El uso del término «fascista» para desacreditar cualquier opinión, actitud o programa político que se oponga, aunque sea puntualmente, a los valores y pretensiones de la izquierda es casi tan antiguo como el propio fascismo. En El camino al 18 de Julio (Espasa), Stanley Payne documenta, en los últimos años de la República, la extensión del uso de «fascismo» y «fascista» aplicado a toda la derecha.
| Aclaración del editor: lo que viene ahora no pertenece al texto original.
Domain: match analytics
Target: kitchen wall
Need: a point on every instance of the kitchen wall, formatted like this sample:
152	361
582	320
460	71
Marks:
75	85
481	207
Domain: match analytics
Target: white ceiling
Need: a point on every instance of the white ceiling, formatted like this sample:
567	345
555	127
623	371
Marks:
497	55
También documenta el uso de la expresión «oasis catalán» en un artículo de «La Veu de Catalunya» del 4 de marzo de 1936, pero aclara que se presenta como una aspiración, frente a la violencia y el desorden que reinaban en toda España, y no como el reconocimiento de una realidad diferenciada, que es el sentido que la cultura del autoelogio le ha dado estos últimos años.
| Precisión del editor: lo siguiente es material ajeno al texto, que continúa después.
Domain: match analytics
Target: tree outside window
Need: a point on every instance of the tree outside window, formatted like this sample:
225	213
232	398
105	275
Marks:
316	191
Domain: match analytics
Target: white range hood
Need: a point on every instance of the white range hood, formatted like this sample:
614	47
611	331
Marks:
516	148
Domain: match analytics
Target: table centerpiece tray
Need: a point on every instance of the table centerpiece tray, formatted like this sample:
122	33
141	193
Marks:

Que el hombre vive en el lenguaje no lo demuestran solo la poesía y la filosofía, sino también el papel de la propaganda en los delirios de masas. En nuestros tiempos, la expansión de la etiqueta «fascista» —con las variantes de «facha», «franquista» y «falangista»— ha creado millones de circuitos neuronales que se encienden para dar la alerta contra todo lo que no forma parte del sistema de creencias del ultraprogresismo, la pasión identitaria y la ideología de género. En el caso particular de Cataluña, ese caballo de batalla es quizás la herramienta que más ha contribuido a llevar las cosas al terreno en el que se encuentran en este momento. Para los devotos del Procés, «fascista» es todo aquel que queda fuera de su ámbito. El anatema justifica la comunión de la derecha catalana con el anarcocomunismo como si se tratara de la alianza de las potencias occidentales con la Unión Soviética para derrotar al nazismo, y justifica también que no se tenga que actuar contra hordas de fanáticos que boicotean un acto cultural en una universidad a los gritos de «Vosotros, fascistas, sois los terroristas» y «El fascismo avanza si no se le combate», como si ya hubiese empezado a llegar a nuestras latitudes la plaga que ha ido carcomiendo la libertad de expresión en las universidades americanas, donde —a menudo con el beneplácito de las autoridades académicas—grupos de estudiantes poseídos por un odio incontenible impiden el uso de la palabra a todos los sospechosos de discrepancia.
Estas últimas semanas se ha discutido mucho sobre la existencia, en los años treinta, de un fascismo catalán auténtico. Los referentes del actual presidente de la Generalitat (Estat Català, Dencàs, los hermanos Badia) ¿eran realmente fascistas o solo lo hacían ver? Para quien tenga curiosidad, en La lucha por Barcelona, de Chris Ealham (Alianza), se describen y se documentan el ideario y las acciones de esos referentes. Podemos llamarles como queramos; lo que interesa no es determinar qué es y qué no es el fascismo, sino observar, en el pasado y el presente de este oasis ya constituido en República del desierto, qué se le parece más.